Musings from Isaiah 40-45: Our only hope for egocentrism and self-sufficiency


I’ve been sitting in a SS class on Isaiah for the last 8 weeks. This week, we looked at Is. 44-45. One of the beauties of Isaiah is that he doesn’t mince words. In the same book, in the same chapter he points out our sin, God’s judgment and yet also points to God’s saving power. We’d prefer to focus on grace but Isaiah tells us we need both. Thus far in the book we get the truth: God is holy, we are not. Our trust in ourselves, in our leaders, in our ability to capture God have utterly failed. We are blind, dumb and no better (maybe worse) than the enemies of God.
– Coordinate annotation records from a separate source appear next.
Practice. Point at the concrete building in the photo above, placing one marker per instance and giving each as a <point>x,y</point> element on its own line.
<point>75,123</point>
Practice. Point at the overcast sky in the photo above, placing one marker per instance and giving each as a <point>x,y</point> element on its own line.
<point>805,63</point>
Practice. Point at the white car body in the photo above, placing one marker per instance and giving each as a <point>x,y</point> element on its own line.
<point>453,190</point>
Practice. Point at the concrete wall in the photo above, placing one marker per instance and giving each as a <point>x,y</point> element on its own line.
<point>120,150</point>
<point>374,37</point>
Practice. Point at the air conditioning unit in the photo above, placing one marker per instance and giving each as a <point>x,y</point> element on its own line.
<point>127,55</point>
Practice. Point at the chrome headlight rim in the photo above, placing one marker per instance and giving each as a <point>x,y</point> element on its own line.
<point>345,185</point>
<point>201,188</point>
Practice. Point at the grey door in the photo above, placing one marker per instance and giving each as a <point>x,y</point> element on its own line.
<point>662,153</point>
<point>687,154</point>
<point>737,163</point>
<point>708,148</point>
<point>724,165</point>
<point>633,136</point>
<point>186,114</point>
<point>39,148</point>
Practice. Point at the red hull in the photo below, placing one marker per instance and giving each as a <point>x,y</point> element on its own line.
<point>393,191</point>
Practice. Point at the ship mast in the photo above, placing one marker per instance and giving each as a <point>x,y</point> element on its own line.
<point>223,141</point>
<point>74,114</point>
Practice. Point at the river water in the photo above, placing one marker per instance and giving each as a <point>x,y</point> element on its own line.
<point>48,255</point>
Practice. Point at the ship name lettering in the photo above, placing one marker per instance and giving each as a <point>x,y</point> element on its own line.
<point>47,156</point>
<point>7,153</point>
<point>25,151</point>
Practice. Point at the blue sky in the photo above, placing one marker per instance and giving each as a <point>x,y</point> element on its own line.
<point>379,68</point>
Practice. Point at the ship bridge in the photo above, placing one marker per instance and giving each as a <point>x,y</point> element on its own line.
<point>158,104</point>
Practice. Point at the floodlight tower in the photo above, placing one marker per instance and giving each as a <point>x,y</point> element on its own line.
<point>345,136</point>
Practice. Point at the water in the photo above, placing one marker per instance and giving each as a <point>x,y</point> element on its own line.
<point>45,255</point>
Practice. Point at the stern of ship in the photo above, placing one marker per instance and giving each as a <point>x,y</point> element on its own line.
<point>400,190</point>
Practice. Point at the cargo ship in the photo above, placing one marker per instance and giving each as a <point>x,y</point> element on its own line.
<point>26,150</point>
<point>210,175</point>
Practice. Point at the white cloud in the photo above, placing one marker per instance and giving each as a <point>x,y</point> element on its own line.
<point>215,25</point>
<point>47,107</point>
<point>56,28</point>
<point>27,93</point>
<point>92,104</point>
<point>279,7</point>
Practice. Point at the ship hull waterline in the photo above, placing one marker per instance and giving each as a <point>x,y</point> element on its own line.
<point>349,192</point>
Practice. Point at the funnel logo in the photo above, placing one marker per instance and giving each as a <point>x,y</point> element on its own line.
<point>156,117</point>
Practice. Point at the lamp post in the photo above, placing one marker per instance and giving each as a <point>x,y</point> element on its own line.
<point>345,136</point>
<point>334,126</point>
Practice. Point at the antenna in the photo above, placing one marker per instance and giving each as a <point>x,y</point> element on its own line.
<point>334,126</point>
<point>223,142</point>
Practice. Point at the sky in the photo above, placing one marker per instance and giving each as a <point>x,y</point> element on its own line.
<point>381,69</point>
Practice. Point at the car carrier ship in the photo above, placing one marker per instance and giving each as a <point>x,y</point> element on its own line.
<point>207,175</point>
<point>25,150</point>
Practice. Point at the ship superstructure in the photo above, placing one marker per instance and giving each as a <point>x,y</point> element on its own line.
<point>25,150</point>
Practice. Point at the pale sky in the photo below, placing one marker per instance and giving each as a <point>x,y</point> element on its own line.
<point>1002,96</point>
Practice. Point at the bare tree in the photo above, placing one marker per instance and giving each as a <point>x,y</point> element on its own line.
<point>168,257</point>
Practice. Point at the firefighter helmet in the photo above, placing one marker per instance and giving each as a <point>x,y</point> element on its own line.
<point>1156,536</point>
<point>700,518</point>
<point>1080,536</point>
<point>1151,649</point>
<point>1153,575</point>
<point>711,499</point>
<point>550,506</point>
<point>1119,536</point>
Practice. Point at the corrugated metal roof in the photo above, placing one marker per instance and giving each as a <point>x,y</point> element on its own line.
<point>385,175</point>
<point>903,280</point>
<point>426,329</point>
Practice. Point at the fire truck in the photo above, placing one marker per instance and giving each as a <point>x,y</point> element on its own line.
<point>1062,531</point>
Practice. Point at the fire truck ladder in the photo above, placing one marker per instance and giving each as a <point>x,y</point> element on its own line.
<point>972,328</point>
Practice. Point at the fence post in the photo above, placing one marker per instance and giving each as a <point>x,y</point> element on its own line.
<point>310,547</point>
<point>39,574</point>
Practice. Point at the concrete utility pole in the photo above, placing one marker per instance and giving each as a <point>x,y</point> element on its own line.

And then we get to chapter 40. Here, we begin to get very clear images of God’s gracious acts along with more doses of the truth:

40:1-2: Comfort, comfort my people, says your God. Speak tenderly to Jerusalem and proclaim to her that her hard service has been completed, that her sin has been pain for, that she has received from the Lord’s hand double for all her sins

40:6f …All men are like grass…the grass withers…but the word of our God stands for ever.

And what is that word? Vs. 10f tells us that he comes in power, he tends his flock, carries them, and gently leads them. he will not grow tired or weary. Even though we grow weary, thosw who hope in him will walk and not faint.

In chapter 41 we again see God’s power. The islands see his power and tremble. What has he done with that power? He has chosen and not rejected a people. What are we to do? Not fear even though a war rages around. Can we not fear? Not really. But the Lord himself (v. 14) will help us.

In chapter 42, God will no longer stand idly by but will, like a woman in childbirth, cry out as he makes them trust only in Him. Yes, he handed deaf and dumb over to be plundered. But why? Chapter 43 gives the answer: because there is only one savior who redeems, only one who can be trusted to save. Though we pass through the waters, this savior is with us. Even in our punishment we are not abandoned. The whole Gospel is summed up in 43:11:

I, even I, am the Lord, and apart from me there is no savior.

So, for our sakes, we are sent to Babylon. Why? So we forget our former glories and recognize that only God provides the water and the food. While we would consider this punishment a sign of rejection and hatred, chapter 44 shows us God’s heart for holiness includes grace–even for foolish folk who try to find their comfort and safety in human things. He says, “Remember…I have made you, you are my servant; O Israel, I will not forget you. I have swept away your offenses like a cloud, your sins like the morning mist. Return to me, for I have redeemed you” (v. 21-22).

Chapter 45 shows an amazing picture. God’s victory over sin is sure. He even uses pagans (Cyrus) for the sake of his people (notice even in the temple, they can take no pride in having been the one’s to build it). And at the end of the day our hope comes not from our ability to be righteous but in the Lord’s power to save: “They will say to me, ‘In the Lord alone are righteousness and strength.'” 

I encourage you to read these chapters (especially 44:8; 24-28; 45:1-25) to see where our redemption and hope come from. Avoid trying to apply each little verse but read it as it is: poetry. Look at the description of God’s people, of THE Servant, and of God himself. You will walk away with the overwhelming sense that God is holy, that he keeps his word, and that he is delivering us from ourselves for his own namesake. A good thing to read if you are downcast and worried about yourself. 

2 Comments

Filed under Biblical Reflection

2 responses to “Musings from Isaiah 40-45: Our only hope for egocentrism and self-sufficiency

  1. eclexia

    I love this section of Scripture. Isaiah 40 is one of my favorite chapters to read at Christmas. I love the picture of God coming to man in incredible power and incredible tenderness. And the rhetorical question, “How can you ask if God cares?” (I’m summarizing loosely as I don’t have the exact verses memorized) just seems the perfect prelude, full of expectancy, to read before the Gospel accounts of Immanuel, God with us, coming to earth as a baby. Thanks for reminding me of these chapters today.